Consumo y envidia: yo no voy a ser menos.

Los celos y la envidia, junto a otros factores de tipo socio-económico, nos mantienen atados a un modo de vida consumista, materialista y superfluo.


¿En qué nos basamos para decidir el rumbo de nuestras vidas? Optamos por unos estudios, una profesión, una vivienda en propiedad o en alquiler; por vestir de un modo u otro, por unas marcas más que por otras o en ocasiones por todas sin excepción. Nuestro coche nos parece viejo a los pocos años, nos incomoda sacar nuestro móvil antediluviano cuando ya todos lucen fabulosos smartphones y nos disculpamos por adelantado comentando graciosamente: "no sé cómo sigo aún con este trasto, tengo que cambiarlo ya".



Nuestro modo de vida se ha edificado sobre el consumo de bienes materiales como un signo de status.
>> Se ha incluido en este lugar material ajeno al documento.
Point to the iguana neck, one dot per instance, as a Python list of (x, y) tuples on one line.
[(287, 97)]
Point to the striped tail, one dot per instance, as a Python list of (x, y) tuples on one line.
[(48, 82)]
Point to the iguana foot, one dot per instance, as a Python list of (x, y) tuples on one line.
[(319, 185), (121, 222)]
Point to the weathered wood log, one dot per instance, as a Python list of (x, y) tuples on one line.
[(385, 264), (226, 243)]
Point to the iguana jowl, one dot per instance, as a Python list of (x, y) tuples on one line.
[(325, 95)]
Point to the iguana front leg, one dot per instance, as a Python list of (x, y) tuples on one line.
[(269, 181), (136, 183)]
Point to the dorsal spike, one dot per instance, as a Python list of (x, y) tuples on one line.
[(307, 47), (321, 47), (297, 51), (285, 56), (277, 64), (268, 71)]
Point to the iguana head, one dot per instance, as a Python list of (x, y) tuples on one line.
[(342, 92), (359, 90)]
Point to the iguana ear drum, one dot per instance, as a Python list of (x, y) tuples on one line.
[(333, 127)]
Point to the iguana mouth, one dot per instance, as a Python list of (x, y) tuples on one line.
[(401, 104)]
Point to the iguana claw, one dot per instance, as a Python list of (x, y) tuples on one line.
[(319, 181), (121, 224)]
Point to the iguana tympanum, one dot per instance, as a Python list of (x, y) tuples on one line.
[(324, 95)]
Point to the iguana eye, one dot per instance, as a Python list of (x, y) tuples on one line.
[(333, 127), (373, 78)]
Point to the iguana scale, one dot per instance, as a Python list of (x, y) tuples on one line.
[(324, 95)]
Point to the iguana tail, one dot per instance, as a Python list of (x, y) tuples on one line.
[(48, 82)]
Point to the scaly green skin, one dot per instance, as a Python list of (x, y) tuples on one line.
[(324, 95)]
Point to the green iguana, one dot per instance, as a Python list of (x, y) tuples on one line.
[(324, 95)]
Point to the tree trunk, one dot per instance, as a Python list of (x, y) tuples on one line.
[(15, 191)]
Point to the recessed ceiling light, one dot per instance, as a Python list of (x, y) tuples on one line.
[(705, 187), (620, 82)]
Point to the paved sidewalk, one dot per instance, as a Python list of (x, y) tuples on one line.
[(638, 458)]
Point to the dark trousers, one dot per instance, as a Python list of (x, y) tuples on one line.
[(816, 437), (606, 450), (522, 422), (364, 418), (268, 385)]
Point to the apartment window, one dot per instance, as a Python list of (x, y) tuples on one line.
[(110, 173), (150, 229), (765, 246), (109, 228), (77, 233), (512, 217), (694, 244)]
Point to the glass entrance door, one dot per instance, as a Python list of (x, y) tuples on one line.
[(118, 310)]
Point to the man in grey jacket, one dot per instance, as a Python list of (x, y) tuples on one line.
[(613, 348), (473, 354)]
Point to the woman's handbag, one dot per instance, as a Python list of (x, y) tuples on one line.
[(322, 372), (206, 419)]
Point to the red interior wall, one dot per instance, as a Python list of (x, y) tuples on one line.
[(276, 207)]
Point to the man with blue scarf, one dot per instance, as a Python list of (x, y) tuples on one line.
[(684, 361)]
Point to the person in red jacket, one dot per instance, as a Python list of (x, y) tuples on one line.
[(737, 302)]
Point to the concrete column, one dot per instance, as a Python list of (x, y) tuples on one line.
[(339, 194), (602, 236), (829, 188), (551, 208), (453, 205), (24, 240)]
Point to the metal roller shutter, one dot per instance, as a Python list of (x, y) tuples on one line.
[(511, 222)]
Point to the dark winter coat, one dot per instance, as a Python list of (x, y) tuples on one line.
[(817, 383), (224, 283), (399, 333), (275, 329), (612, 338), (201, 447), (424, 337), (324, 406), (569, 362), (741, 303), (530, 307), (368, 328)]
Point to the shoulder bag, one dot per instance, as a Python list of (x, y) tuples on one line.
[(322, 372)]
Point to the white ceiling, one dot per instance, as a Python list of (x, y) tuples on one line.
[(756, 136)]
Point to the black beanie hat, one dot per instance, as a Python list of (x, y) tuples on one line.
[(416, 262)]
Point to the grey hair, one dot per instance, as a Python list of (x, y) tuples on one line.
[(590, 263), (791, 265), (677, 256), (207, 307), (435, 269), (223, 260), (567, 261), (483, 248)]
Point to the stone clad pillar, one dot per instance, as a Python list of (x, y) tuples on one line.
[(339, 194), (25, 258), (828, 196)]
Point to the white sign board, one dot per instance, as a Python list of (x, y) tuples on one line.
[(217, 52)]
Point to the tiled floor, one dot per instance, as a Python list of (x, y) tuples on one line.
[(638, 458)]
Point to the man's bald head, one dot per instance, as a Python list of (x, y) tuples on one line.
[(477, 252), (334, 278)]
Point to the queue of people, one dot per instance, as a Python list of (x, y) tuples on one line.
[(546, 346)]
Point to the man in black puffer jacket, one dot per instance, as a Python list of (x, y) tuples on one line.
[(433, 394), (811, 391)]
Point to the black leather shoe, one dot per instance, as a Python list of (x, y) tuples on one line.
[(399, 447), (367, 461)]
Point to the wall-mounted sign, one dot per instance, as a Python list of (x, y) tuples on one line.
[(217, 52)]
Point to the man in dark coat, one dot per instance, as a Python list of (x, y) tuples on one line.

El problema del status es que es un concepto relativo, es decir, implica una relación entre más de un elemento, de modo que nuestro status dependerá siempre de un tercero con quien nos comparemos. Por ello, la preocupación por aparentar cierto nivel económico nos conduce inevitablemente a compararnos y competir con otros. Personalmente me encanta el ejemplo de los polos. Cuando llega el verano, la rivalidad entre transeúntes anónimos en un gran ciudad se focaliza en el logo cosido en el pecho de los polos. El jinete de Ralph Lauren suele ser el menos visto (exceptuando copias manifiestas) y cotizado; le sigue posiblemente el cocodrilo de Lacoste, y por último el cuadrado y el árbol de Studio Classics y Springfield respectivamente. Si nos cruzamos con alguien que viste por debajo en esta jerarquía, nos sentimos satisfechos o por lo menos no nos perturbamos. En cambio, si lucimos un modesto Zara, marca que no imprime su sello en este tipo de prendas, careceremos por completo de prestigio y sin duda caeremos presa de la frustración más humillante a la menor ocasión.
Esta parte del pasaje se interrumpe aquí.